Saya nyengir. Saya merasa harus berhati-hati memilih kata-kata untuk menggambarkan perasaan saya.
“Jujur ya, mas. Aku merasa dapetin lebih dari yang aku bayangin sebelumnya. Bahkan aku merasa yang aku dapetin dengan diving ini jauh lebih banyak dari duit yang harus aku keluarin.”
And it’s true. Biaya ambil lisensi, biaya trip, rasanya jadi gak ada apa-apanya dibandingkan dengan apa yang saya lihat dan alami di bawah sana. Sensasi zero gravity, perasaan melayang di bawah air, hening yang melenakan ketika yang ada di sekitar kita hanya birunya air laut dan warna warni ratusan bahkan ribuan ikan dan coral…
Lagipula, benar kata orang, bahwa bumi kita ini 70 persennya adalah laut. Sisanya adalah daratan yang kita tinggali. Kalau tidak menyelam, artinya kita hanya menikmati yang 30 persen saja, seberapa jauh pun kita mengaku telah keliling dunia.
Planet Earth’s 70% is water. If you don’t dive, enjoy your 30%.
Blup blup blup…
Seru juga kan kalo kita bisa diving ke mana-mana. Bisa berbagi pengalaman ,ketemu teman baru sampai-sampai bisa ketemu pacar di dalam air hehehehhee,
So jangan bilang kalo diving itu mahal!!!
Harga yg di bayarkan juga akan sesuai dengan hasil yg kita dapatkan.
Dive is serious FUN!!
Diving is serious FUN! setuju 100 persen :))
Walau belum pernah coba dan masih berpikiran diving itu mahal, tapi saya yakin yang mbak sudah bayarkan itu semua bisa disyukuri.
Snorkling aja saya girangnya minta ampun, gimana kalau diving :D
aaaah ayo sekalian diving aja! :))
Yang mahal itu, makan setelah nyelem. Ongkos makanan + ongkos akibat naik berat badan…ya astaga mahalnya. :D
itu salah kita sendiri sih biasanya. “gak penting enak yang penting mahal”. bahaya :p
Dengan ini….
Gue jadi makin kepengen buat belajar diving mbooooookk!!!
*ngaduk tanah belakang kali aja nemu emas batangan*
ya ambil license lah. rugi kalo gak. itu si arievrahman juga udah dapet lisence lhoh ;))

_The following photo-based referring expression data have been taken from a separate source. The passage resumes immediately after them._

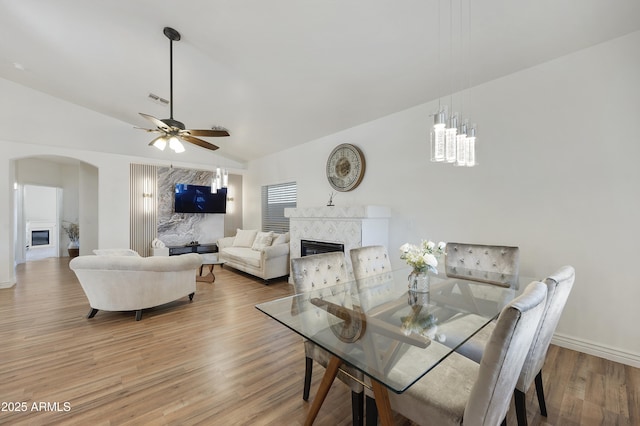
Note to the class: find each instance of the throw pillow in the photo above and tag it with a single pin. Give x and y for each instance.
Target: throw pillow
(245, 237)
(263, 239)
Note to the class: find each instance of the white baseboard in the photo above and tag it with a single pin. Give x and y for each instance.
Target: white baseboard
(596, 349)
(7, 284)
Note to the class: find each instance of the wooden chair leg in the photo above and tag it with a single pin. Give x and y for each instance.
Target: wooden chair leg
(540, 393)
(308, 369)
(521, 408)
(357, 407)
(372, 412)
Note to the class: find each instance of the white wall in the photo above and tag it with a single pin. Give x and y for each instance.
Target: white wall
(558, 177)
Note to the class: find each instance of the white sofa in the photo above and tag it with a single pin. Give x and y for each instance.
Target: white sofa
(124, 281)
(262, 254)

Memang untuk beberapa kalangan itu mahal, tapi bagi yang hobby, tidak ada yang mahal :)
Jadi postingan ini buat ngompor2i diving?
buat berbagi cerita. majalah? :p
Makasih mbak posting ini. Aku memang udh ada rencana utk blajar diving, license itu precious bgt. Tapi utk skrg ini mau snorkeling dulu sih sbg pra experiences underwater hehe. Krn aku jg trmasuk org yg gampang panik msh ngelatih diri smpai skrg.
Lagian org Indonesia rugi yah klau gk nyobain bawah laut. Arena yg kta org bule tuh surga dunia yg gk usah jauh” dicari, tinggal nyemplung :”)
bener nih kalimat yg ini :
benar kata orang, bahwa bumi kita ini
70 persennya adalah laut. Sisanya adalah
daratan yang kita tinggali. Kalau tidak
menyelam, artinya kita hanya menikmati yang
30 persen saja, seberapa jauh pun kita mengaku
telah keliling dunia.
Planet Earth’s 70% is water. If you don’t dive,
enjoy your 30%.
*mulainabung*
*memandang nanar diving license yang udah sekian lama disimpan dalam dompet….
Menunggu waktu yang tepat untuk diving,BUDGETNYA JUGA,,,, :)
Hi Venus,
Ijinkan saya berbagi mengenai diving sejauh pengetahuan saya, semoga saya menjadi “perusuh” positif pada blog kamu :-)
Ada yang ckup menggelitik pada point 2 & 3 mengenai materiality value pada diving, tapi coba saya share hal yang saya ketahui dengan membahas 3 point di atas:
1. Takut Air
Mungkin lebih tepatnya takut kedalaman kali ya. Pengalaman saya pertama kali open water di pramuka saya mempunyai banyak pertanyaan pada kepala saya, misalnya “kok ga kliatan dasarnya?”, “gw bisa ga nih?”, “ada hiu ga ya”, “ada setan ga ya?” :)) . Haha, menggelikan bukan? tapi yah itu, ketakutan itu terjadi karena kita tidak pernah mengenal kehidupan dasar laut, kita tidak tau seberapa jauh dasarnya.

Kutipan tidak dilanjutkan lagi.